In 2007/08, Bernanke continuously insisted that “sub-prime is contained” while it obviously wasn’t, and the market bought that notion, until it didn’t.
Today, Powell pushed “inflation is transitory” while it also was obviously not, and the market bought that notion, until now.
With the bear market pattern in stocks firmly established and a sell-off underway, we are currently experiencing a 2007/08-like recognition of the liabilities that have accumulated and the systemic risk they pose.
One key point of difference though is that in 2007/08 the threat came as a result of the fallout associated to the bursting of the “Housing Bubble” while today, we are seeing a burst of the “Everything Bubble”.
Coming as a direct result of the Federal Reserve and Federal Government’s (as well as their global counterparts) reckless efforts to bail out bag holders and prop up the failed economy in the wake of the “Great Recession”, these fraudulent “authorities” sowed the seeds of what will likely be seen as the single greatest economic calamity in human history.
Fearing the political consequences of the economic reckoning that was the housing downturn, the Feds embraced a policy of fiscal stimulus and money-printing the likes of which has never been seen and the scale of which most Americans don’t fully understand.
The Fed not only supported the financial system through their conventional policy tools (Fed Funds rate, lender of last resort, discount window), they implemented unconventional measures (quantitative easing) that saw them purchasing trillions of dollars of mortgage securities and treasury securities from the Treasury and Federal agencies thereby directly funding much of the expansion seen since 2008.
Where did this money come from to fund all of this economic activity?
Nowhere. This “money” was just bits on the Federal Reserve’s digital balance sheet.
To put this in perspective, just the $2.715 trillion minted for mortgage backed securities alone is the equivalent of over 1 million American households’ lifetime earnings.
But the Feds money creation provided no additional productive output… there was no real production associated to this effort, it was just more “hot” money available to chase existing goods and services as well as stimulate a multitude of options for mal-investment.

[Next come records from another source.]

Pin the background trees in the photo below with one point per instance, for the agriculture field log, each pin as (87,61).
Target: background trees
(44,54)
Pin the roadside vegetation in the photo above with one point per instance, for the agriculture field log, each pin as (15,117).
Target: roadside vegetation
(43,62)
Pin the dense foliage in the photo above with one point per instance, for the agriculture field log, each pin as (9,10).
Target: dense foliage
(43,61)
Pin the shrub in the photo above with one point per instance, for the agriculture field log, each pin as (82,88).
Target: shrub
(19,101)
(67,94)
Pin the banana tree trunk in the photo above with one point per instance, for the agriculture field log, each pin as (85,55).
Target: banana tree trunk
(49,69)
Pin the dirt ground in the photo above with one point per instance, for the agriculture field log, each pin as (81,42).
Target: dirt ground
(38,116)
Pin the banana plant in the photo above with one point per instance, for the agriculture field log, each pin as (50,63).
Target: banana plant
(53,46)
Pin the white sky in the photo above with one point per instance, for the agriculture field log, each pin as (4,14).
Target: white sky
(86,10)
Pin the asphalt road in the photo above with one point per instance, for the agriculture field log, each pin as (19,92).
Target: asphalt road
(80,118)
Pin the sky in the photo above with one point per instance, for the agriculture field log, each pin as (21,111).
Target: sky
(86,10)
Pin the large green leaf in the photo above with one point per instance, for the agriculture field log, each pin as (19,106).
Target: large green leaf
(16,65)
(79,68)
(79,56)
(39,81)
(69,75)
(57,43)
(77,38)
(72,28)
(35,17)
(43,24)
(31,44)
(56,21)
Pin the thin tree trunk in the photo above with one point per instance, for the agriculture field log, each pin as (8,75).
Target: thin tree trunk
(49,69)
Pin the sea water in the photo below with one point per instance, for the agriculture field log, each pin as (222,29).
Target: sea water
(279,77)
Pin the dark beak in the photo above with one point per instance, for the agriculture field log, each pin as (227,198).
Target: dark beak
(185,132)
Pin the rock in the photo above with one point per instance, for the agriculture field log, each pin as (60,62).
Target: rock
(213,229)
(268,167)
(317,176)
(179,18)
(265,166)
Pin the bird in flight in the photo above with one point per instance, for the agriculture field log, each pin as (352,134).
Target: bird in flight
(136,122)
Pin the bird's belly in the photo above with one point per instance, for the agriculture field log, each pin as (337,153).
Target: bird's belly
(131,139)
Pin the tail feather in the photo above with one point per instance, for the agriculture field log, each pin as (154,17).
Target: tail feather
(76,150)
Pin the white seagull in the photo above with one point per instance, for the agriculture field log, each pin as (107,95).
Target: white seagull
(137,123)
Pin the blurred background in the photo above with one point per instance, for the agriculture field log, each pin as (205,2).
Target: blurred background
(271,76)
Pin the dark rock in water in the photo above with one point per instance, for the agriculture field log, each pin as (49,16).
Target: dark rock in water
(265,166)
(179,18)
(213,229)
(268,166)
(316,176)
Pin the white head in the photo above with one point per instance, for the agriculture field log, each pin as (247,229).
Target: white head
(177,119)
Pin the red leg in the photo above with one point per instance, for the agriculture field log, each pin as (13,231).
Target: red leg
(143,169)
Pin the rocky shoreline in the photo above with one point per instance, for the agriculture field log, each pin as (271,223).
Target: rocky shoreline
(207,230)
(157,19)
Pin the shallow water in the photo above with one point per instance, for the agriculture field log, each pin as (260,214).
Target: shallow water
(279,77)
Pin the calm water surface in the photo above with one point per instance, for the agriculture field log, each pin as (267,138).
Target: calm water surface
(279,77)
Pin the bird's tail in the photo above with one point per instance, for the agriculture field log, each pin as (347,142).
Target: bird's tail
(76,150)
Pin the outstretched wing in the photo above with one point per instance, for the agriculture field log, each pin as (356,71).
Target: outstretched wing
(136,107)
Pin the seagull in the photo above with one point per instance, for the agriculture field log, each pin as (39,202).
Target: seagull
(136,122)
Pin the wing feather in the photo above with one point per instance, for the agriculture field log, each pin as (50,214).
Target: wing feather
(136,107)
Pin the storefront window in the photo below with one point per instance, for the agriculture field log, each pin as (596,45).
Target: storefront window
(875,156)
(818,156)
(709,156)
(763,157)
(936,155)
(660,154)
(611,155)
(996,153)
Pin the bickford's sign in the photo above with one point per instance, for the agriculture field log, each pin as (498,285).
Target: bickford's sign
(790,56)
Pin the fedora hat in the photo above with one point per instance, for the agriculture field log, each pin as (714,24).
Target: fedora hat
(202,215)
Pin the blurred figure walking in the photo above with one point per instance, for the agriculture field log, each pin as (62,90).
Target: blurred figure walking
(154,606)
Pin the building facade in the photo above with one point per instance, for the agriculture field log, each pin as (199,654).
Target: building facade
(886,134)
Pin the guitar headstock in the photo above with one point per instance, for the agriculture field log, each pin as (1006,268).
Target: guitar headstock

So, it is no wonder that we are living in a time where bubbles abound… stocks, housing, cryptos, NFTs, Robinhood… the peak of the Everything Bubble brought boundless optimism for fast money across a host of asset classes and markets.
But with this period drawing to a close and the Feds hands tied by un-tethered inflation and their credibility now firmly debased, how will the “authorities” respond to the oncoming economic calamity?
My guess is not very well.
Aside from purely economic considerations, we now have a population deluded into believing the false notion that our federal authorities with their seemingly unending largess can ALWAYS step in to blunt any turmoil.
From my perspective, we have stretched this falsity about as far as conceivably possible and are likely moving closer to a period where we all will learn hard lessons in the fundamentals… lessons that we should have learned last cycle.
This downturn will be harsher and more punitive as the fiction of limitless economic engineering gives way to an unforgiving reality.
Stocks down, Housing down… Everything down.